- The opening titles of Aktuellt, as used between 2004 and 2007
- Genre: news
- Presented by: Jon Nilsson Nike Nylander Cecilia Gralde Anders Holmberg Katia Elliott
- Country of origin: Sweden
- Original language: Swedish

Original release
- Network: SVT 2
- Release: 2 September 1958

= Aktuellt =

Swedish news programme

Aktuellt (literally "current; topical" or "actual") is a Swedish nightly news programme produced by Sveriges Television (SVT) and broadcast on its second channel, SVT2 in Sweden.

It was first broadcast on 2 September 1958. With the start of TV 2 (forerunner of SVT2) in 1969, the Aktuellt brand disappeared but was revived in 1972 when TV1 began airing two main news bulletins at 6 pm and 9 pm. The 6pm bulletin was moved to SVT2 in 1997, followed on 15 January 2001 by the 9 pm edition. The year before, editorial responsibility for Aktuellt, Rapport (SVT1's news programme), and SVT's news channel, SVT24, was unified; nevertheless, the name "Aktuellt" continues to be used to designate SVT2's news programmes.

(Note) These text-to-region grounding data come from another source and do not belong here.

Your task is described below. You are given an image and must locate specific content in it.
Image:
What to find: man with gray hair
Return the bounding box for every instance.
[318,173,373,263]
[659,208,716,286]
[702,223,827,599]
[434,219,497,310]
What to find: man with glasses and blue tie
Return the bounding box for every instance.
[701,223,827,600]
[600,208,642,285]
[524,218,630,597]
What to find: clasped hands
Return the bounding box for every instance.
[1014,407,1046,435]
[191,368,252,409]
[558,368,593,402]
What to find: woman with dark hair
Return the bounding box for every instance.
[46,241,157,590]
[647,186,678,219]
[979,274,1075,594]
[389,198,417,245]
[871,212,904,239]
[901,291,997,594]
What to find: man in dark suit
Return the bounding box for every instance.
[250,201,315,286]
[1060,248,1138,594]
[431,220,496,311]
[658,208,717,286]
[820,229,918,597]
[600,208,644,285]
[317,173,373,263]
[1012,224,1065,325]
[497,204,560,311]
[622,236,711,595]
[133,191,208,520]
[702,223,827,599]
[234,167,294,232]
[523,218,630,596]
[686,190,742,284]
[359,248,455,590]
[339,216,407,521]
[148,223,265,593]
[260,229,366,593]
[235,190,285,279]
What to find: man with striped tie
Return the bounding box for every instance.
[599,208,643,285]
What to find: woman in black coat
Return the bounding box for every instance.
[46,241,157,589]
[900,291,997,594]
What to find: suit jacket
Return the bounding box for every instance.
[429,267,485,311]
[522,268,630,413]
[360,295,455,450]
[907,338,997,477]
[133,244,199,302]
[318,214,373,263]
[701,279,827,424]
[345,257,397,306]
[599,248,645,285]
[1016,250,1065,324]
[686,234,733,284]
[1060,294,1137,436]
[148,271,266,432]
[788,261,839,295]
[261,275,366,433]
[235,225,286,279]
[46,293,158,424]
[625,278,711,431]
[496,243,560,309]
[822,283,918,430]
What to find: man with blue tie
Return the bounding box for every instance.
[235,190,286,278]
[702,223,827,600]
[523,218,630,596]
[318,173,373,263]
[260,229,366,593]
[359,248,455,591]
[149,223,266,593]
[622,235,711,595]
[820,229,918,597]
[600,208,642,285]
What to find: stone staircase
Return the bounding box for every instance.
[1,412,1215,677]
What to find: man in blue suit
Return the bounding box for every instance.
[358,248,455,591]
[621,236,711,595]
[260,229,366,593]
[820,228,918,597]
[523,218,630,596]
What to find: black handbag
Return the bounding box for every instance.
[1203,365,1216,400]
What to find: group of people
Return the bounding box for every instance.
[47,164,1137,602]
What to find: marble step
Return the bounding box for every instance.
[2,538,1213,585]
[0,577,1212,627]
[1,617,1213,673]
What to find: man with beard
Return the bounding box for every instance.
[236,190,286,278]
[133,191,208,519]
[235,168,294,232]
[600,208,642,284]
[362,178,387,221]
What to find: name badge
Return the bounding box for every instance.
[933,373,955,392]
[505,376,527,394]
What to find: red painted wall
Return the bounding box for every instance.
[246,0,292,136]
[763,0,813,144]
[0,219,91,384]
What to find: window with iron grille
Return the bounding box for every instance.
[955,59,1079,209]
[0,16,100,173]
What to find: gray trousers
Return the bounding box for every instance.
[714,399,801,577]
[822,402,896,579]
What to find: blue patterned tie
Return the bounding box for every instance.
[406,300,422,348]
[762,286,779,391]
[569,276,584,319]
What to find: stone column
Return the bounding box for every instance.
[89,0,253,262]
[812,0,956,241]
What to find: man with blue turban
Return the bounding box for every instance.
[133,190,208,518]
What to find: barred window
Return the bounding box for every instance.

A relaunch of Aktuellt in November 2007 saw Rapport begin a 6pm bulletin on SVT1 while the sole 9 pm Aktuellt programme relaunched as an in-depth news and current affairs programme, covering two of three main items in detail. On 5 March 2012, the programme was extended to 60 minutes and now incorporates sports updates, regional news opt-outs & a news summary. The programme is now co-anchored by a rotating team of presenters - Anna Hedenmo, Jon Nilsson, Claes Elfsberg and Cecilia Gralde. Carina Bergfeldt is their foreign reporter.

In 2015, Mona Walter criticized Aktuellt for censoring a segment about an incident in Rinkeby.